We also have the choice to reject technology altogether - deleting our Tiktok accounts, chucking our smartphone into the Thames - but this can carry serious social implications. “Platforms have increasingly become the infrastructure of our social, economic, and civic lives,” explains Helen Hester, Professor of Gender, Technology, and Cultural Politics at The University of West London. “Refusal is then pretty costly, which makes exiting impractical. You cannot meaningfully consent when refusing means losing access to social life itself – to aspects of work, communication, political participation, and basic coordination.” 

We also can’t opt out of other people’s behaviour. Wearable filming accessories, like Meta Ray-Ban and Google Warby Parker glasses, create another unique consent problem. There are no laws against filming people in public, but there are still some social norms which make it awkward: if someone catches you pointing your phone at them and snickering, they’re probably going to clap back (and rightly so!). The problem with the new slew of wearable tech products is that they’re so discreet, meaning the people being filmed are often unaware. In an effort to curb this problem, newer AI glasses now have a built-in light that flashes when the user is filming, but lots of people will have no idea what this means, and even those that do could easily fail to notice. Besides, it’s hardly fair to expect us to be quite so vigilant every time we leave the house.

“What does consent mean when you are not the user of a system, but are nonetheless continuously processed by it?” Hester posits. This sort of ambiguity opens up the possibilities of harm. “The risk is not only overt misuse, such as covert sexualised recording or upskirting-type practices. It is the broader normalisation of ambient scrutiny, where being visually present increasingly means being legible to machine systems you did not consent to enter.” This can already be seen with the popularity of Instagram accounts dedicated to men hitting on women while using these sorts of glasses. If being harassed by men in public isn’t bad enough, now it can be filmed from their POV and posted for millions to watch online (it’s also worth noting that these practices disproportionately affect surveillance-vulnerable groups, such as sex workers).

“It is not simply that consent mechanisms are failing, it’s that ‘consent’ is being asked to do work it cannot do,” says Hester.
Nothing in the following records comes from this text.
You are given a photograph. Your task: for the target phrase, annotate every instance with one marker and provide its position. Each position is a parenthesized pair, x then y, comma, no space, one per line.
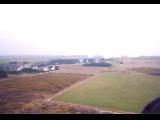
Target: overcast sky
(70,29)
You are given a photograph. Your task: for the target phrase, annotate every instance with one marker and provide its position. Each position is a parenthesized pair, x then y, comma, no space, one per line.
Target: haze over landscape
(108,30)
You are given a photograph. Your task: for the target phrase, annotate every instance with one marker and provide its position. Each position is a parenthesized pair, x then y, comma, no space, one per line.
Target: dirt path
(68,88)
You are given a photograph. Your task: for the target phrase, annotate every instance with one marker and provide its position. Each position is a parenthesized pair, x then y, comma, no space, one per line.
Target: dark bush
(3,73)
(30,70)
(98,65)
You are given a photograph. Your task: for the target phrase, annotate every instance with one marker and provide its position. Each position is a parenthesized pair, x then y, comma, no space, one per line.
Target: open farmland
(23,94)
(116,91)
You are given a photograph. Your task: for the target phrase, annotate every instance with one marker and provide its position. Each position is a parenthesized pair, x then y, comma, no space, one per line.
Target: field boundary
(100,110)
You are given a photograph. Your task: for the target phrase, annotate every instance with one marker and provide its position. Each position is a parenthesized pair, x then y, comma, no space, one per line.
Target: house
(12,66)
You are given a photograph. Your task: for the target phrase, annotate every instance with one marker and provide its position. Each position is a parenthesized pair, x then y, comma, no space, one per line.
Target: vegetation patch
(97,65)
(116,91)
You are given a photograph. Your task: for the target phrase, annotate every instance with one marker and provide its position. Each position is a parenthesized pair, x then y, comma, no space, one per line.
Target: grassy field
(116,91)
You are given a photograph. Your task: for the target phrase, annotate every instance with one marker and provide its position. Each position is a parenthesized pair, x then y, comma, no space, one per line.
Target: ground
(116,91)
(36,93)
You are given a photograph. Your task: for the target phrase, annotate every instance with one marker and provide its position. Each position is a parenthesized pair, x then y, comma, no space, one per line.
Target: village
(19,67)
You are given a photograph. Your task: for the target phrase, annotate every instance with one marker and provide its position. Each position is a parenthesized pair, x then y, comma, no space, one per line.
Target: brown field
(17,95)
(28,93)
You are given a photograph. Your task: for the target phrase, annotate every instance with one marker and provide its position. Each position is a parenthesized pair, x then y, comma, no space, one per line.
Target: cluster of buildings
(17,67)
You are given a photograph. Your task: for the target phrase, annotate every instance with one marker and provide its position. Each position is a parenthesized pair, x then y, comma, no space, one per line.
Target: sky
(111,30)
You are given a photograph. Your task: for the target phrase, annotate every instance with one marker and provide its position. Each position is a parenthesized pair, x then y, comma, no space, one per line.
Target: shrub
(98,65)
(3,74)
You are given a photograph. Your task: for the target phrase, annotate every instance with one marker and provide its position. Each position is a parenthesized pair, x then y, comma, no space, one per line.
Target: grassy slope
(115,91)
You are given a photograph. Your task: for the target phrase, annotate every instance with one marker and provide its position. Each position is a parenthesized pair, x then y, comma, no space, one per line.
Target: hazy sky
(69,29)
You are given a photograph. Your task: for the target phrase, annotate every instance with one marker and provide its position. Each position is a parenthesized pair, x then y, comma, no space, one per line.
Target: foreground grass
(20,95)
(116,91)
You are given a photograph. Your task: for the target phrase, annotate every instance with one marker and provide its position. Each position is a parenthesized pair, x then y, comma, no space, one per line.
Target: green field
(115,91)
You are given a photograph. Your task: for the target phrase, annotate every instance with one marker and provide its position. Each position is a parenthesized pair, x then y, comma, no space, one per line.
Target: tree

The limited options we are being served today are not informative enough for the user to fully comprehend what they are agreeing to. True consent entails understanding, alternatives, and freedom from coercion, but the reality is no one has time for that. “I don’t particularly want to exert myself figuring out the ins and outs of the contemporary legal platform landscape – and I research digital culture for a living!” Hester quips.
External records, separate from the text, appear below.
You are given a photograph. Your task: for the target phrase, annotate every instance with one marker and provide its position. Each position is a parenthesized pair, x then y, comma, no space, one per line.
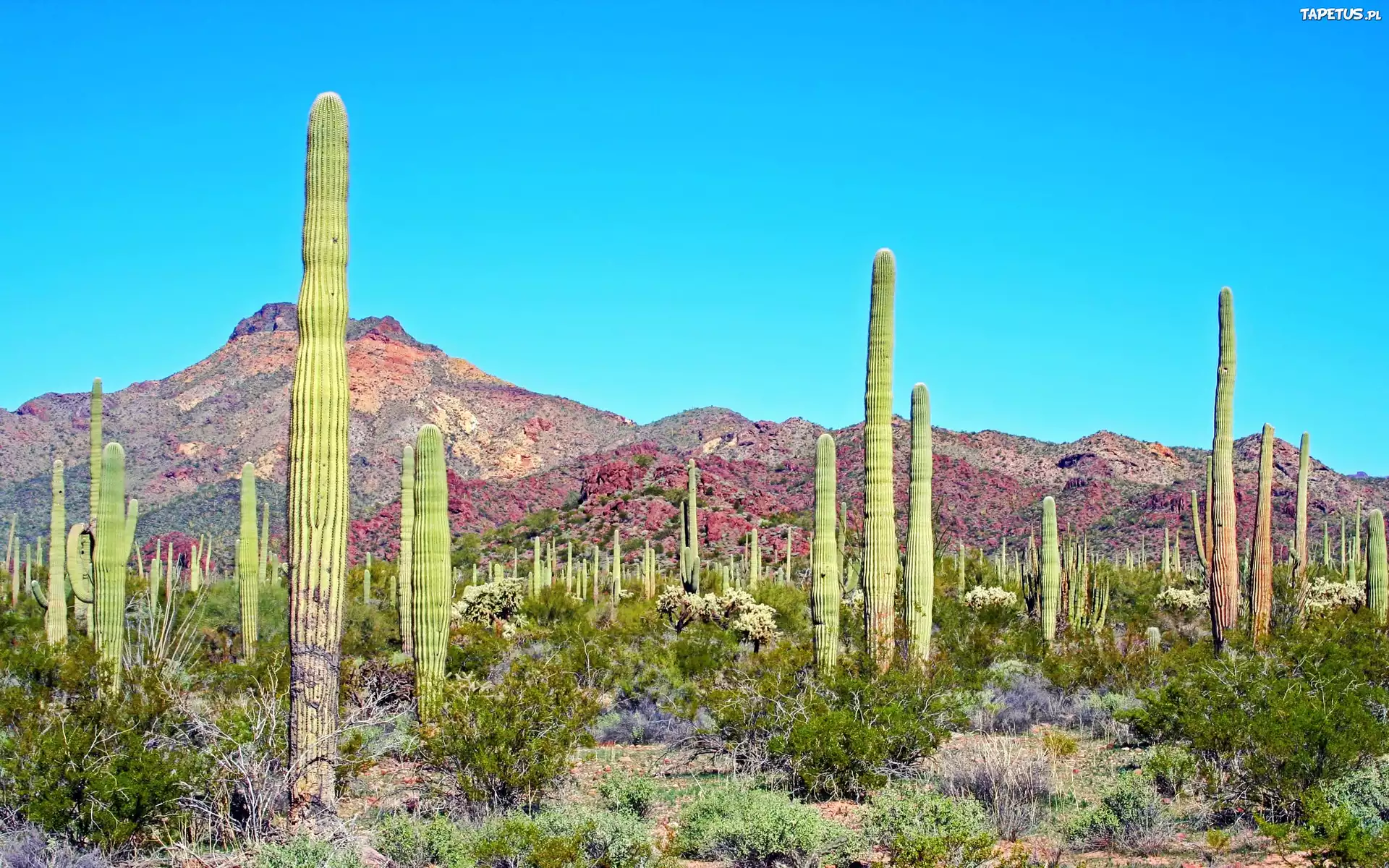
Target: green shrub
(831,738)
(628,793)
(1171,770)
(305,851)
(101,770)
(759,830)
(1129,818)
(1270,728)
(506,745)
(922,830)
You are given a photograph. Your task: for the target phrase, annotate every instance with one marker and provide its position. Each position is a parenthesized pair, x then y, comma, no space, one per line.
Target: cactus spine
(318,460)
(246,564)
(1262,570)
(1050,570)
(1224,552)
(1377,570)
(113,552)
(880,532)
(824,590)
(921,571)
(1303,471)
(431,571)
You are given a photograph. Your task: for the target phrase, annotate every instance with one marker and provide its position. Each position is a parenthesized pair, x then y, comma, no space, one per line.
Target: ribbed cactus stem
(1224,553)
(824,590)
(404,585)
(1377,569)
(1303,474)
(1050,570)
(56,617)
(113,553)
(921,570)
(318,453)
(247,552)
(1262,570)
(431,571)
(880,531)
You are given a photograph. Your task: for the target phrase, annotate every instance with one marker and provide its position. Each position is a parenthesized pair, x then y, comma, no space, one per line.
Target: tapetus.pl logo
(1341,14)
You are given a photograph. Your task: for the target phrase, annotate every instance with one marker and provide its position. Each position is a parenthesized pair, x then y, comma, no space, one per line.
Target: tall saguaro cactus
(1224,555)
(114,535)
(1303,469)
(921,570)
(1050,570)
(431,571)
(404,587)
(824,570)
(1377,569)
(318,461)
(247,550)
(880,529)
(1262,570)
(56,620)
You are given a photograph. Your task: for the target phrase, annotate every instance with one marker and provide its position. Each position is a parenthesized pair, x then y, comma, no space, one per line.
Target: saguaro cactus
(404,587)
(1262,570)
(880,531)
(1303,469)
(246,564)
(56,620)
(1377,569)
(1050,570)
(431,571)
(1224,555)
(114,535)
(824,570)
(318,460)
(921,570)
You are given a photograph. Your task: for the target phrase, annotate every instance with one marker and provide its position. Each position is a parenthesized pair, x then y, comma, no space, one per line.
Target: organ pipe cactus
(431,571)
(318,451)
(247,584)
(1303,471)
(1377,570)
(880,532)
(404,587)
(1224,553)
(1050,590)
(824,590)
(1262,570)
(920,574)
So, are we in a tech consent crisis? Hester says yes, undeniably, but with the caveat that making ‘digital consent’ more meaningful and robust is, at this point, not enough to address the way Big Tech continues to encroach on our freedom and privacy.  Instead, we should be demanding more public governing and collective agreement over how these technologies are implemented into our lives, which includes questioning whether they are really necessary or desirable to begin with. If we want to opt out, we cannot do it alone– we need a full factory reset.